Reforma migratoria en EE.UU., la promesa de Obama se debilita

Análisis sobre el aplazamiento indefinido de la votación sobre el proyecto de ley que planea darle ciudadanía a 11 millones de indocumentados.

John Boehner, presidente de la Cámara de Representantes de Estados Unidos.

Los defensores de la reforma migratoria en EE.UU. recibieron un duro golpe este miércoles, cuando el presidente de la Cámara de Representantes, el republicano John Boehner, reveló que esta instancia nunca votará sobre el proyecto de reforma a la ley de inmigración, que fue aprobado por el Senado en junio. En una conferencia de prensa, Boehner dijo que "la idea de que vamos a aceptar un proyecto de ley de 1.300 páginas que nadie ha leído, que es lo que hizo el Senado, no va a suceder en la Cámara."

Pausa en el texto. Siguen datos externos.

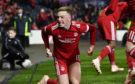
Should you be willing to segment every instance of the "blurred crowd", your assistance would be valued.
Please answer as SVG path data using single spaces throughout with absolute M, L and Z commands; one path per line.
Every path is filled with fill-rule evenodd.
M 96 24 L 97 18 L 110 3 L 110 0 L 1 0 L 0 1 L 0 31 L 4 35 L 6 30 L 13 25 L 13 18 L 22 8 L 26 16 L 31 17 L 31 29 L 40 30 L 43 26 L 56 20 L 56 9 L 68 5 L 73 10 L 72 19 L 80 22 Z M 125 28 L 125 23 L 117 27 Z M 126 29 L 126 28 L 125 28 Z

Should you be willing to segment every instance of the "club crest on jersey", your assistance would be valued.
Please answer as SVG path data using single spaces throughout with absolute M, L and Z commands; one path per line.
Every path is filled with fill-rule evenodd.
M 76 36 L 78 36 L 78 33 L 77 33 L 77 32 L 75 32 L 75 33 L 74 33 L 74 36 L 75 36 L 75 37 L 76 37 Z

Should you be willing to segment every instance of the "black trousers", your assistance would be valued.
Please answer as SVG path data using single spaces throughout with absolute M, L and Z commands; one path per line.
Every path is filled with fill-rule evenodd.
M 24 35 L 17 35 L 17 38 L 21 41 L 23 48 L 29 47 L 29 37 Z

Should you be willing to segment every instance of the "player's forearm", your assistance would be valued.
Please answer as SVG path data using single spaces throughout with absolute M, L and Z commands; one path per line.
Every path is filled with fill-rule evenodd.
M 50 48 L 48 34 L 42 30 L 42 39 L 44 41 L 45 48 Z
M 95 41 L 96 41 L 96 26 L 93 24 L 89 24 L 90 27 L 90 44 L 91 45 L 95 45 Z
M 106 11 L 107 15 L 112 14 L 116 10 L 118 2 L 119 2 L 119 0 L 111 0 L 110 4 L 108 6 L 108 9 Z

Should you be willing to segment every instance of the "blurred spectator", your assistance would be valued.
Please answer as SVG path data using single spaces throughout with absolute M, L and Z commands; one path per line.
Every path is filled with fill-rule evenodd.
M 41 9 L 38 14 L 38 26 L 41 29 L 42 27 L 48 25 L 49 22 L 49 14 L 45 12 L 44 9 Z
M 16 28 L 17 37 L 23 47 L 29 46 L 29 35 L 31 31 L 32 19 L 23 13 L 23 9 L 18 9 L 18 14 L 12 18 L 12 25 Z
M 8 37 L 5 38 L 2 45 L 2 59 L 0 60 L 0 69 L 2 69 L 2 64 L 4 60 L 7 60 L 10 63 L 10 69 L 15 69 L 15 60 L 22 68 L 22 62 L 25 59 L 28 59 L 29 56 L 24 52 L 20 41 L 16 38 L 16 32 L 14 28 L 8 30 Z
M 30 0 L 30 5 L 31 5 L 32 8 L 35 8 L 36 0 Z
M 31 30 L 39 30 L 40 28 L 37 26 L 36 22 L 33 21 L 33 24 L 31 26 Z

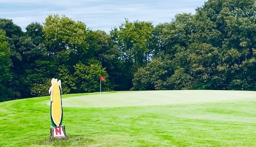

Boehner anunció en 2012 estuvo dedicado a trabajar en la reforma, después de que los demócratas ganaron las elecciones presidenciales y los votantes hispanos votaron abrumadoramente por el presidente Obama. En esos comicios, el candidato republicano Mitt Romney sólo logró 27% del voto hispano. En una entrevista con ABC News la semana después de las elecciones, Boehner dijo: "creo que un enfoque integral es necesario desde hace tiempo. Yo estoy seguro de que el presidente, yo mismo, y otros pueden encontrar el terreno común para hacerse cargo de este tema de una vez por todas". Sin embargo, el miércoles afirmó que "quiere un enfoque gradual y basado en el sentido común."

Una serie de proyectos de ley sobre inmigración han pasado en el Comité Judicial de la Cámara (la mayoría de ellos se centran en la seguridad fronteriza y la aplicación), pero los líderes del Partido Republicano no han programado ningún voto en la Cámara a favor de esas iniciativas. Los demócratas y partidarios de la reforma migratoria sostienen que el proyecto de ley del Senado se aprobaría si se sometiera a votación hoy en la Cámara, porque la mayoría de los miembros demócratas y tres miembros republicanos lo apoyan. Pero, después de escuchar las declaraciones de Boehner, parece que la medida no tendrá la oportunidad, al menos durante 2013.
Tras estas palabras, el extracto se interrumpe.